South Africa has few options to devalue its currency in the face of increased capital inflows and the race to do that by other countries could jeopardise global economic growth in the long term, the National Treasury said on Wednesday.
Currencies of emerging markets, including South Africa, have appreciated significantly as investors flock to fast-developing nations with higher interest rates in the wake of a global economic crisis that has seen developed nations slash their core rates to near-zero and print money in order to boost their fragile economies.
Other emerging markets have taken extraordinary measures to weaken their currencies including taxing capital inflows to discourage short-term investment.
The Treasury said South Africa, with foreign reserves of about $44-billion, did not have enough resources to fight the impact of higher capital flows on its currency.

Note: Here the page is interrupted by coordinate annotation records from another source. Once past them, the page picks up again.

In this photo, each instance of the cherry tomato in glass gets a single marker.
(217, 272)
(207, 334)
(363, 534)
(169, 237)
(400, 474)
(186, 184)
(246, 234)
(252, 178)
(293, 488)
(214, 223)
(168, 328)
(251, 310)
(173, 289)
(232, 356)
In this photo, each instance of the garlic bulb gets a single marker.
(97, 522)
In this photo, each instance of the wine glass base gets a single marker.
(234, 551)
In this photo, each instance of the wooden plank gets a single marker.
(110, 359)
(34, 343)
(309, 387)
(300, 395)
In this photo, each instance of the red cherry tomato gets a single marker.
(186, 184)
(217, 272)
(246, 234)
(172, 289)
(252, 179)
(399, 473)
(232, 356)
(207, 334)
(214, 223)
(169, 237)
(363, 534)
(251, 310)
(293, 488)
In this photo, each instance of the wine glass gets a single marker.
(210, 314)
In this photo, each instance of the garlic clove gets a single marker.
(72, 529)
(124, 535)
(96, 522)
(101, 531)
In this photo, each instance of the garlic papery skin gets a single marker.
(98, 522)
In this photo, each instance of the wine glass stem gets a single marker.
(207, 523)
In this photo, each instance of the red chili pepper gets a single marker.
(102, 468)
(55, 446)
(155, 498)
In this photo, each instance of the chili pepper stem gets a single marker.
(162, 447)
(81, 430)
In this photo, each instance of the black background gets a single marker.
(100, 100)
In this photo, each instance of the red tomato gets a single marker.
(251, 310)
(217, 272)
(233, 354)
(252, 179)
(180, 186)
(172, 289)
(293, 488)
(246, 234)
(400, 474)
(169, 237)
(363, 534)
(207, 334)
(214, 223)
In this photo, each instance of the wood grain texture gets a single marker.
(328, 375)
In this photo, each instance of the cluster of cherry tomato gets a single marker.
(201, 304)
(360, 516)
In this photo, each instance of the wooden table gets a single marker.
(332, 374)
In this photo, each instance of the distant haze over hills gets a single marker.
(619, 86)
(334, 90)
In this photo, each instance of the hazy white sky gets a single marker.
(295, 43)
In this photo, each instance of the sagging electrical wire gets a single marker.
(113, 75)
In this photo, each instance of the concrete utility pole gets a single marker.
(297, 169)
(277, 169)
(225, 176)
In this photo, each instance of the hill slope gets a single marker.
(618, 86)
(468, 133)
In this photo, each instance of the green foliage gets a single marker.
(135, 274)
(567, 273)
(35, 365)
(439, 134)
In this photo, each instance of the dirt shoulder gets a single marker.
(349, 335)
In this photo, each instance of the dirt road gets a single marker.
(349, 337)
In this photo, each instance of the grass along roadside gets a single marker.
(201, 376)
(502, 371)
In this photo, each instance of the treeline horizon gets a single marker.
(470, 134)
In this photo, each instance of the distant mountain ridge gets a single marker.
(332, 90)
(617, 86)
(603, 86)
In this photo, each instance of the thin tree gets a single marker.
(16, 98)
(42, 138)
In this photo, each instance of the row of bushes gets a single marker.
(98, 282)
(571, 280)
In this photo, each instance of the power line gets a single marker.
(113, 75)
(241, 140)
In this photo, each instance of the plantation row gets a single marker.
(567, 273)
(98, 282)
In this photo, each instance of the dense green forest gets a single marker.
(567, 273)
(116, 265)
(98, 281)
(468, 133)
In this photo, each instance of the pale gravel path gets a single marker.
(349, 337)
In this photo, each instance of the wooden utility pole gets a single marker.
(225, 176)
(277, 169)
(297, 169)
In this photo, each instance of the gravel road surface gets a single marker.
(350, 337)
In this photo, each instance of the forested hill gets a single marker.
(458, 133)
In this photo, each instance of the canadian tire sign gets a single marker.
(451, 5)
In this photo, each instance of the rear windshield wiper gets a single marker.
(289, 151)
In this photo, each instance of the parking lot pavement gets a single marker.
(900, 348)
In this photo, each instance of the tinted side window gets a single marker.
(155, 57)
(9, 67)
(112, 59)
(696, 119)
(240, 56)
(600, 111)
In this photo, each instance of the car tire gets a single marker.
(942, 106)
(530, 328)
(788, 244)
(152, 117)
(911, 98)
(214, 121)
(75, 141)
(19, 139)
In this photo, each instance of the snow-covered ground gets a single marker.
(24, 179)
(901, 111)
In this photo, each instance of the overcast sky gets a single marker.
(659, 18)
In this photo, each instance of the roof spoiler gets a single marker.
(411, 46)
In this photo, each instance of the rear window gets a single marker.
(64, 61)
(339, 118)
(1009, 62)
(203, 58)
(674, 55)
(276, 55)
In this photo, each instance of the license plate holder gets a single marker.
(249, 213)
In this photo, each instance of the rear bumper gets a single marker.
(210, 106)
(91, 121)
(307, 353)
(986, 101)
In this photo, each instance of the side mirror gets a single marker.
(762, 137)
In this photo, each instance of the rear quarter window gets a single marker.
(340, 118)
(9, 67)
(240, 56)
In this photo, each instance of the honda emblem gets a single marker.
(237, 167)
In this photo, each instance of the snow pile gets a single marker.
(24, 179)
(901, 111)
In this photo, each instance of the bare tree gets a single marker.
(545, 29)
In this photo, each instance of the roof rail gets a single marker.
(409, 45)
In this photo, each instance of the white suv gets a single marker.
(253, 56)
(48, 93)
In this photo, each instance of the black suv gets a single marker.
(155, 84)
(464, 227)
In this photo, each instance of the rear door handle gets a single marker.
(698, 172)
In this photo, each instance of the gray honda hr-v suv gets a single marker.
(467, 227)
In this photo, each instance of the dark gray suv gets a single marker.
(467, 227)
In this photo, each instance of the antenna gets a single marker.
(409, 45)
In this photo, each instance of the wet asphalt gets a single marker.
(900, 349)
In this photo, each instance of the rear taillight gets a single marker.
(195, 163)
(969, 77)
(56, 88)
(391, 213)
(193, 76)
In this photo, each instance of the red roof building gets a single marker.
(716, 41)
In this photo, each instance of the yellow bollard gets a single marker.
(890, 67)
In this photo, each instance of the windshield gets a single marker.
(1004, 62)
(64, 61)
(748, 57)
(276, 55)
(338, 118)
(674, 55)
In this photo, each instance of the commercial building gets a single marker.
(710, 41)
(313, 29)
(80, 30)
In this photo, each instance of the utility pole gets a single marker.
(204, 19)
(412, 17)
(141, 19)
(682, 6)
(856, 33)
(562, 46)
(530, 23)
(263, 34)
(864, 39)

“As a small open economy with low domestic savings and relatively high financing needs, South Africa cannot fully offset the impact of massive global capital inflows, barring a much sharper tightening of fiscal policy that diverts resources towards substantially larger reserve purchases.”
“Complementary policies to support sustainable gains in productivity and international competitiveness are also necessary,” the Treasury added, without being specific about what these policies are.
The Treasury has already been giving funds to the South African Reserve Bank to cover the high cost of reserves accumulation but its holdings lag those of other emerging market and are not enough to intervene meaningfully in the currency market in which the average daily turnover is over $4-billion.
Finance Minister Pravin Gordhan told journalists that the government would give further funds to the Bank for reserves accumulation.
“We are not going to give any numbers at this point in time we don’t want to indicate what we have in our pockets but government pocket are quite deep.”
SARB Governor Gill Marcus said reserve accumulation was about whether they could stop the rand from appreciating further.
“The first question about reserves’ accumulation is not about depreciating the currency but whether there are opportunities to stop it from appreciating further. That in its self is a big challenge, as you know we do not target a level of the exchange rate level,” she told journalists.
“Given what is happening in the global environment, rand strength is not just the strength of the currency, it’s a weakness of the US dollar and euro. So it’s a complex environment, any action that we do take, takes account of what’s achievable. We will continue to work with the Treasury on [the] issue,” Marcus said. She added there was need for coordination of policy.
The Treasury said unilateral currency devaluations in other economies could compromise global economic growth in the long term.
“Inappropriate short-term responses to global currency adjustments, such as competitive devaluations or increased trade protectionism, will entail longer term costs to economic growth.”
“A coordinated international agreement on currency realignment would help to minimise the negative effects of this rebalancing, especially for developing countries,” the Treasury added.
South Africa’s rand has gained about 27% since the beginning of 2009, hitting a 33-month high of 7,6724 on October 15, hurting exporting industries such as mining and manufacturing.
The Treasury said the strong rand, if sustained, would lead to “unbalanced growth, widening the current account deficit and increasing the economy’s vulnerability to shocks”.
It said the deficit on the current account would likely widen to 4,2% of GDP this year, compared with 4% in 2009 but strong capital inflows would ensure that the gap was adequately financed in the medium term.